- Born: May 16, 1952 South Orange, New Jersey, U.S.
- Died: February 5, 2023 (aged 70) Sioux Falls, South Dakota, U.S.
- Occupation: Cartoonist
- Spouse: Carroll Browne
- Writing career
- Notable work: Hägar the Horrible

= Chris Browne =

American cartoonist (1952–2023)

Christopher Kelly Browne (May 16, 1952 – February 5, 2023) was an American comic strip artist and cartoonist. He was the son of cartoonist Dik Browne and brother of cartoonist Chance Browne. From 1989 to 2023, Browne wrote and drew the comic strip Hägar the Horrible, which is distributed by King Features Syndicate.

==Life and career==
Born in South Orange, New Jersey, on May 16, 1952, and growing up in suburban Wilton, Connecticut, Browne assisted his father on the comic strips Hi and Lois and Hägar the Horrible. He contributed to Hägar from the beginning of the comic in 1972 and co-authored Hägar the Horrible's Very Nearly Complete Viking Handbook in 1985. When Dik Browne died in 1989, Chris Browne continued the strip, both writing and drawing, while Chance Browne took over Hi and Lois.

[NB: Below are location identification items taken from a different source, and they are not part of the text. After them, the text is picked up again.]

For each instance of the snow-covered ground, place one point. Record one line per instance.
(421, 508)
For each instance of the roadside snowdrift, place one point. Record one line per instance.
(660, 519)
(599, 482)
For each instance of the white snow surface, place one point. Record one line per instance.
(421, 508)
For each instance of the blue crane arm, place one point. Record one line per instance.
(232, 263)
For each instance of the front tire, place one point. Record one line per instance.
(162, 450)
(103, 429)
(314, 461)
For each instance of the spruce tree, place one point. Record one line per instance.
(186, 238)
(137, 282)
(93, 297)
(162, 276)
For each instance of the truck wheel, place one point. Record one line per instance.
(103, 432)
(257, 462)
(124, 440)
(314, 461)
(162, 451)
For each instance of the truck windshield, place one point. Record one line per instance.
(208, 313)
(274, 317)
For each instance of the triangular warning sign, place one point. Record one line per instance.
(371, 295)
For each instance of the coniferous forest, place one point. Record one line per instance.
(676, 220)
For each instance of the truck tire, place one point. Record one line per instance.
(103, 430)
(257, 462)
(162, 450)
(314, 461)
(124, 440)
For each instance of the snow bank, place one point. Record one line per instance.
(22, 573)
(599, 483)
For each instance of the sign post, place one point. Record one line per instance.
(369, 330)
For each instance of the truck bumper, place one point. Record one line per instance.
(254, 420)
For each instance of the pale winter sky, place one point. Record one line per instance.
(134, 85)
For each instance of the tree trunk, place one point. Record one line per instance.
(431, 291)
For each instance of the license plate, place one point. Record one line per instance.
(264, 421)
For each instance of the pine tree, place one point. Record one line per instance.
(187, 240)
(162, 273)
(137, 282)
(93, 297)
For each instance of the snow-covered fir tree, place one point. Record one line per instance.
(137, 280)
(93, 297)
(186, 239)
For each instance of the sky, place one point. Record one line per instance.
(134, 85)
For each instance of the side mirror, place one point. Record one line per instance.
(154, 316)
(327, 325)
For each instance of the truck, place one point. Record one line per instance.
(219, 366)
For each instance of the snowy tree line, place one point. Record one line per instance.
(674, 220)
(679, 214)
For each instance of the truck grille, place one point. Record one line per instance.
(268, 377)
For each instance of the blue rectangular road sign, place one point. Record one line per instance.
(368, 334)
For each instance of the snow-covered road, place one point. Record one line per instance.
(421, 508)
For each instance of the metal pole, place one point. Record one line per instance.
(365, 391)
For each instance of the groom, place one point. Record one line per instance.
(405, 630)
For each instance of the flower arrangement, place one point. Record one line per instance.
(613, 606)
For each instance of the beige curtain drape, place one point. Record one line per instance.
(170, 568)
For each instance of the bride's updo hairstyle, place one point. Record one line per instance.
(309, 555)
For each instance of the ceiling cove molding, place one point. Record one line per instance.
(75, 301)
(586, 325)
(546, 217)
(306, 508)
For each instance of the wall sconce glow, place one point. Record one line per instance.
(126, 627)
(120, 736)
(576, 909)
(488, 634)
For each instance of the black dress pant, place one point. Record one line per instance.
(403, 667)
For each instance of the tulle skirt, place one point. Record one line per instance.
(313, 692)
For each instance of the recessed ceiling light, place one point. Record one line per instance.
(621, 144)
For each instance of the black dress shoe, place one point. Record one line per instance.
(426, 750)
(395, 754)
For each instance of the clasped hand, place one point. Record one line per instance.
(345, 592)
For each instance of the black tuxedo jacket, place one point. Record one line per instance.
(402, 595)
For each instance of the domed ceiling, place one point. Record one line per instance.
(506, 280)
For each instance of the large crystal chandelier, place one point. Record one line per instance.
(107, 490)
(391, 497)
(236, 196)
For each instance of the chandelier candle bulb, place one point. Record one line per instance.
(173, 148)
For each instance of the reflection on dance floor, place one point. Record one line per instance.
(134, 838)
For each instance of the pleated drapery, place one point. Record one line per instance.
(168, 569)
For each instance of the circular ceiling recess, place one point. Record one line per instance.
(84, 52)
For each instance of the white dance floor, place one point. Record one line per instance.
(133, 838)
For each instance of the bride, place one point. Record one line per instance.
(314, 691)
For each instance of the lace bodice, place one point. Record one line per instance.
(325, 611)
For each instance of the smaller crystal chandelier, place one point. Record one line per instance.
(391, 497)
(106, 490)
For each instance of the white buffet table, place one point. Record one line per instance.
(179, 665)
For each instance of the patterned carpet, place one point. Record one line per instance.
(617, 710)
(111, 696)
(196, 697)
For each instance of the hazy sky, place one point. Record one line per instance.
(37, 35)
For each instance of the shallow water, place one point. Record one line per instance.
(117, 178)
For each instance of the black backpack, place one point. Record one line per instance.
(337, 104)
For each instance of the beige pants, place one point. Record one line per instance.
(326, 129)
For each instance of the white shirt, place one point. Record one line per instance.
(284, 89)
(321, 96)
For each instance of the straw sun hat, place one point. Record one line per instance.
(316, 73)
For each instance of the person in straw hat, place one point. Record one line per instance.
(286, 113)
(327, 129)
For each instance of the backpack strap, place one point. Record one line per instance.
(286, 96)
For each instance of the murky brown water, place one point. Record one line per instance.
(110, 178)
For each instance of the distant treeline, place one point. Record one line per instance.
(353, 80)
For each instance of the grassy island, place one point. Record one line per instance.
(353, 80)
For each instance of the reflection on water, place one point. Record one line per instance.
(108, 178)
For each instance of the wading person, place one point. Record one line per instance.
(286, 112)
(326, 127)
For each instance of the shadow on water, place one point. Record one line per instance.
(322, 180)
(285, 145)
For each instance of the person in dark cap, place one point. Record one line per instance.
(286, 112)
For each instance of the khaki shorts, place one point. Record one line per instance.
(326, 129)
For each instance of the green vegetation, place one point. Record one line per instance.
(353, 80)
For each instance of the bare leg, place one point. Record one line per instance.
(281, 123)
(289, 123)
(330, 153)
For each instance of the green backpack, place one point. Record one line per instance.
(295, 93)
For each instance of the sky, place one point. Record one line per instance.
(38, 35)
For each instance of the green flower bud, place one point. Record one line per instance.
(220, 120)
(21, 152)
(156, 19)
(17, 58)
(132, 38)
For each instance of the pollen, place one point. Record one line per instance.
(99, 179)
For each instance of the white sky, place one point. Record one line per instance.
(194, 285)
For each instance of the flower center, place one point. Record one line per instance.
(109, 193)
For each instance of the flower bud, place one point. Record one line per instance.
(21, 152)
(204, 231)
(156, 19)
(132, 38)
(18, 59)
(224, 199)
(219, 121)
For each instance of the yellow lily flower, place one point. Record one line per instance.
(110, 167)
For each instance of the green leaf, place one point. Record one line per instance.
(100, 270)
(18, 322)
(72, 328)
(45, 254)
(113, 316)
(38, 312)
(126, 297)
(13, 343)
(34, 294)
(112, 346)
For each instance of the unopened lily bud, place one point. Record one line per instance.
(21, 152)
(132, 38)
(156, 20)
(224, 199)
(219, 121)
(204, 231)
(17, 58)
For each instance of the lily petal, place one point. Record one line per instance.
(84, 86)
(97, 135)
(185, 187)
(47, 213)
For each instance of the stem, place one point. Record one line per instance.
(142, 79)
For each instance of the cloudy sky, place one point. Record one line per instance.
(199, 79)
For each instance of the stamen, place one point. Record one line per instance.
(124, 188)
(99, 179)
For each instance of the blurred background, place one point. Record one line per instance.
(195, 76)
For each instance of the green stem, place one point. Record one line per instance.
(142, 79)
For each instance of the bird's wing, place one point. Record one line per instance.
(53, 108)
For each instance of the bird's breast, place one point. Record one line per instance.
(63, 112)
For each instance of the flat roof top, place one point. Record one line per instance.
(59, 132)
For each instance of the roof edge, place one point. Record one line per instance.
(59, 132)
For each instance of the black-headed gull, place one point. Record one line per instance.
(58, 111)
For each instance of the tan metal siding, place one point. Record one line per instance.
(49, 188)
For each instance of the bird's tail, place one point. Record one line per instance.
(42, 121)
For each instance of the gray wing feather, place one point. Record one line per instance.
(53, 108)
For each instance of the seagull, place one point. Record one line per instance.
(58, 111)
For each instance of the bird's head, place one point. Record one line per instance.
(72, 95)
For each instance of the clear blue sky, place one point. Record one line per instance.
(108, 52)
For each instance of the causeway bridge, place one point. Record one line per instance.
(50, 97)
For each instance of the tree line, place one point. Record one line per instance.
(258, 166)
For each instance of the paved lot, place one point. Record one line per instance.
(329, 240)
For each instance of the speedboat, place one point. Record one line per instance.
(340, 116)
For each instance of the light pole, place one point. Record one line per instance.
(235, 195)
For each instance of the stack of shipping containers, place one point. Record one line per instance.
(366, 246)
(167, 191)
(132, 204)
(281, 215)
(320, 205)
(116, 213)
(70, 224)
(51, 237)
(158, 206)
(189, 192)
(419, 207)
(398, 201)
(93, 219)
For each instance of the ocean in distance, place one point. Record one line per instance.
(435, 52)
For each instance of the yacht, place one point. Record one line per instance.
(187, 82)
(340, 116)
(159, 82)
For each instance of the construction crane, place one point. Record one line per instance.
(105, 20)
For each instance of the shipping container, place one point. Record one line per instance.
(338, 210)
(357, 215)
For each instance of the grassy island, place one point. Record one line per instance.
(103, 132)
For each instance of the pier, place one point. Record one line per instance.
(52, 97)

Chris Browne also created two short-lived autobiographical comic strips: "Chris Browne's Comic Strip" (1993 – 1994) and "Raising Duncan" (2000 – 2004). Both include a Scottie dog (Scottish Terrier) as a common feature.

Browne lived in Sioux Falls, South Dakota, where he died on February 5, 2023, at the age of 70.

==Comic and artistic work==
Hägar the Horrible is translated into 13 languages and appears in 45 countries.